Prepare this pocket money from my cold, dead hands, Goldman.
Photo: Astrakan Images / Getty Images / Cultura RF
Goldman Sachs employees can now live every day as if it were summer. Friday: The bank's top three execs sent Tuesday an e-mail to the entire company a "flexible dress code" policy. However, they failed to define "flexible", and all of the creative license has allegedly funded brittle, felt puzzled, perhaps even a little panic.
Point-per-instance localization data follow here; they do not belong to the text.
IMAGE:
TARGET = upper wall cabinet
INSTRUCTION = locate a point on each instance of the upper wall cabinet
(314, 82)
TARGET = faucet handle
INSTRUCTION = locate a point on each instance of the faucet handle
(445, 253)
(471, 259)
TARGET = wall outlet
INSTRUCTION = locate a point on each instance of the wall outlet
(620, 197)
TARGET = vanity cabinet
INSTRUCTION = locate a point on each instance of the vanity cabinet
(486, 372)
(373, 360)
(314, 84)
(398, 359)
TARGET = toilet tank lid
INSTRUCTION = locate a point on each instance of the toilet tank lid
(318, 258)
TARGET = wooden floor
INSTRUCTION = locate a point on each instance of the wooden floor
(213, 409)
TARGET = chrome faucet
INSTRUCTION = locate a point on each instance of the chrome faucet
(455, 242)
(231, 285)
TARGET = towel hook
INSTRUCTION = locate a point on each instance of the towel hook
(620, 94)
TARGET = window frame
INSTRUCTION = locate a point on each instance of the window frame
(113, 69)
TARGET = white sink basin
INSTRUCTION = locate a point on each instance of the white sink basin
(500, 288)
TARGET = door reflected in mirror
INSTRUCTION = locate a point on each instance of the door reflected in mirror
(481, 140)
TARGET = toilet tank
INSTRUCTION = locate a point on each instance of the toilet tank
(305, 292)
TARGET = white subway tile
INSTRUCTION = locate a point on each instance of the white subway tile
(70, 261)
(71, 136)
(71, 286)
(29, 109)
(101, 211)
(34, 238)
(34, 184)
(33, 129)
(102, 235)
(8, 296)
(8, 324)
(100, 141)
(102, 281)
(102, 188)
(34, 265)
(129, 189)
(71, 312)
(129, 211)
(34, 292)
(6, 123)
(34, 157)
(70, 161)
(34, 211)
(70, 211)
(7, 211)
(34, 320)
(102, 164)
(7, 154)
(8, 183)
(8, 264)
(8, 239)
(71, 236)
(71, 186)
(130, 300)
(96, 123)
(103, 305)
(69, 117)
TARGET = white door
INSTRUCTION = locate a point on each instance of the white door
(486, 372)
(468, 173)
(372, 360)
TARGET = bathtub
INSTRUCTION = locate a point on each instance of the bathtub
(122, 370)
"Given our only solid philosophy and the changing nature of work change generally in favor of a more informal environment, we believe this is the right time to move to a fixed flexible dress code," read the email, according to Bloomberg . Emphasizing that customer comfort is king, the boss asked employees to "exercise good judgment" in their choices. "We all know what it is and don't fit the workplace."
Are we doing that? A informal Twitter survey suggests that we all end up with our own subjective understandings of what business means casual. Most respondents voted for Goldman to adopt the Silicon Valley hoodies and sneakers look. I myself am not convinced that the client would be comfortable with it, but then again, when I see a bridge in "midtown uniform" – chinos, button-down shirt, fleece vest, probably boat shoe or something similar brown – come to me, I stop falling and rolling away, a ball of stinging jail:
On his face, Goldman finally loosens the tie can not beat you as a particularly complicated problem – you have to learn to relax, my dudes! (And I mean dudes, because even though women who work in boy's club environments like Wall Street have always been presented with the impossible puzzle dress that is a good job dress, coverage of this problem is central to men.)
According to to However, the Associated Press needs to balance a delicate equation with the proper Wall Street wardrobe. You will compete sartoriously with hip tech companies that draw from the same talent pool, but as the AP points out, jeans will simply "not do in all contexts." And when your CEO (David Solomon) measures like a DJ, you can assume that your chill Yeezys would be acceptable in the office, but what happens when the old guard comes in from London or what? Well, you can always keep a couple of emergency hoses (Gucci loafers, did you know?) Under your desk, for increased professionalism in a clamp. What is the best outfit to wash money in? I just don't know.
Anyway, I think the most likely result here is that Goldman's New York office becomes a sea of khaki slacks; a nightmare of pastelging ham stored under sleeveless Patagonia, as the bankers retreat to the comfort of their performance wing. However, I hope that the brooches will accept this opportunity to play with their personal style.